Regrettably, US government regulatory and scientific agencies have repeatedly given the public cause to doubt their honesty and integrity. In February 2022, The New York Times reported that the CDC had been withholding and obfuscating critical information on the effectiveness of COVID-19 vaccine “booster” doses for middle-age and younger Americans related to COVID-19 hospitalizations.
Following this revelation, Dr. Marty Makary raised an alarm in an April 2022 Wall Street Journal op-ed, accusing the FDA of cutting corners in order to recommend a second COVID-19 vaccine booster dose to all American adults age 50 or older, a fourth mRNA dose for many Americans. Makary noted that this led to the resignation of Marion Gruber, former director of the Office of Vaccine Research and Review, along with her deputy, Philip Krause, who both sat on the FDA advisory committee regarding vaccines and other related products. They were concerned with undue influence from political forces, expressing their skepticism for the recommendation in an article in The Lancet, that “If unnecessary boosting causes significant adverse reactions, there could be implications for vaccine acceptance that go beyond COVID-19 vaccines. Thus, widespread boosting should be undertaken only if there is clear evidence that it is appropriate.”

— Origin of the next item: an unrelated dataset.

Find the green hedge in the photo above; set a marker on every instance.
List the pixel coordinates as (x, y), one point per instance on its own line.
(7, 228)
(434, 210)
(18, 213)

Perhaps the near-universal recommendation of multiple doses of COVID-19 vaccine deserves more scrutiny from independent scientists. Dr. Makary and researcher Dr. Tracy Beth Hoeg wrote in July 2022 that the authorization of these products for children as young as six months old was “based on extremely weak, inconclusive data.” They note that, “Pfizer reported a range of vaccine efficacy so wide that no conclusion could be inferred. No reputable medical journal would accept such sloppy and incomplete results with such a small sample size.” Especially for an age group facing such low risks from SARS-CoV-2 infection, public health officials must have very high confidence in the safety of such products, confidence which cannot be reasonably derived from currently available data.
Government officials had early knowledge that safety and efficacy could be an issue with these new vaccines, yet they pressed ahead. They refused to take deep dive into reported adverse event signals, and refused to incorporate evidence of significantly waning vaccine efficacy into their guidance until August 2022. Instead, the White House and CDC continued to push and authorize additional doses for younger and younger age groups throughout 2021 and most of 2022, while state officials doubled-down on their own vaccine mandates.
In August, the US CDC updated its guidance on the coronavirus to recommend against testing people without symptoms, eliminate the “test-to-stay” strategy which kept children out of school for many days longer than necessary, and to declare that vaccinated and unvaccinated individuals should be treated the same. In this update, CDC recognized both the efficacy of naturally-acquired immunity against infection, as well as the COVID-19 vaccines’ inability to prevent infection or transmission. This update was significant, but issued much too late. The ill effects of persistent isolation, sustained public anxiety, and keeping children out of school for a virus for which very few face serious risk have already been wrought.
All in all, a review of data, official reports, and the medical literature shows that the COVID-19 vaccines were not as effective as the public was told they would be. Health officials had no way of knowing real-world effectiveness, whether they would stop transmission in the way traditional vaccines do, or whether they would actually save lives, yet pressed on with various mandates to ensure adherence to this story. The spike in excess mortality over the course of 2021, while the circulating strains of SARS-CoV-2 were presumably becoming less severe, leaves many questions unanswered, but ultimately casts doubt on the veracity of the narrative from state leaders like Dr. Shah and Gov. Mills.